On the other hand, repeating a complete recalculation from time zero on each occasion a further transaction is appended will also become unworkable as the data grows in volume. It might well be that some compromise solution is called for in which blocks of transactions are processed before the resulting state is stored in order to provide a checkpoint/restart.
As far as thunks are concerned, I see them as simple in-memory references to previously calculated results. Because of their ephemeral nature, I tend to perform quite large blocks of calculation and write back to the grid only the minimum state data required to make sense of the next timestep (opening balances typically, from which the complete model may be built for that timestep).
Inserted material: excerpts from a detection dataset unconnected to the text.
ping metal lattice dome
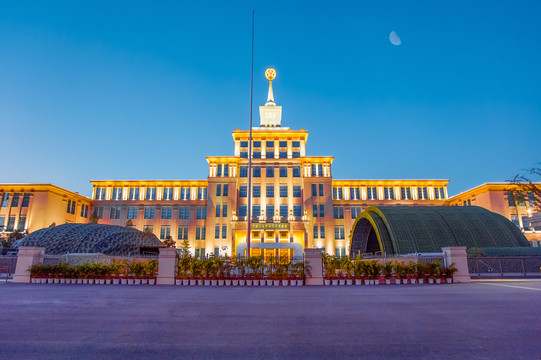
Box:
[13,224,162,255]
[350,206,531,255]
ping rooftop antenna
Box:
[246,10,255,258]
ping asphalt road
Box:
[0,281,541,360]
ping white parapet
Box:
[441,246,471,282]
[13,246,45,283]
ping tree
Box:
[88,210,100,224]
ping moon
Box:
[389,31,402,46]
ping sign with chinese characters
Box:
[252,223,289,230]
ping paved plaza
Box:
[0,280,541,360]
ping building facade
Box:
[91,69,449,256]
[0,184,92,234]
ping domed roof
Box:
[13,224,162,255]
[351,206,531,254]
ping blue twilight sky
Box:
[0,1,541,195]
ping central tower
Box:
[259,68,282,127]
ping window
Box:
[11,193,21,207]
[196,206,207,219]
[239,185,248,197]
[332,187,344,200]
[128,206,139,220]
[400,188,411,200]
[253,185,261,197]
[145,188,156,200]
[178,206,189,220]
[195,226,207,240]
[266,205,274,219]
[109,206,120,219]
[334,206,344,219]
[145,206,155,219]
[240,166,248,177]
[383,187,394,200]
[334,226,346,240]
[349,188,361,200]
[94,188,105,200]
[222,225,227,239]
[366,187,378,200]
[417,187,428,200]
[129,188,139,200]
[163,188,173,200]
[17,216,26,231]
[112,188,122,200]
[239,205,248,217]
[160,225,171,240]
[197,188,208,200]
[6,216,15,231]
[180,188,190,200]
[162,206,173,219]
[177,225,188,240]
[21,194,30,208]
[94,206,103,219]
Although a table would persist calculated data far better than LET variables, that too is limited. Being formulae, the data only persists until the workbook is closed. You have to be able to afford a complete recalculation on workbook open.
Overall, I think the idea of capturing array data as text within one or more cells of a table has its place. I would aim to store the minimum of data required to restart the calculation and possibly only store it at intervals to provide checkpoint restarts if calculation from step to step turns out to be less resource intensive.
I am aware that I have not provided in-depth support for your idea and have even gone off at a tangent, exploring other ideas. I would have liked to be in a position to offer an expert assessment but in reality my comments are somewhat speculative and there are many points at which I would defer to your opinion.
- PeterBartholomew1Sep 23, 2024Silver Contributor
Your serialization appears to be well implemented and works. The methods we are developing are far removed from one another and the manner in which they scale is likely to be different. I tend to use thunks and perform entire calculations as one. I haven't given much thought to the way in which I could separate out 'historical' data to leave a smaller dynamic formula to bring the calculation up to date. Perhaps I should!
The idea of serialising the data appears to be considerably more complicated than assigning a field to stats from each lot but it should be more dynamic when new lots are introduced.
I have included the type of calculations I would turn to if faced with a problem such as that you describe, but it is so different that I doubt it will be of much value to you.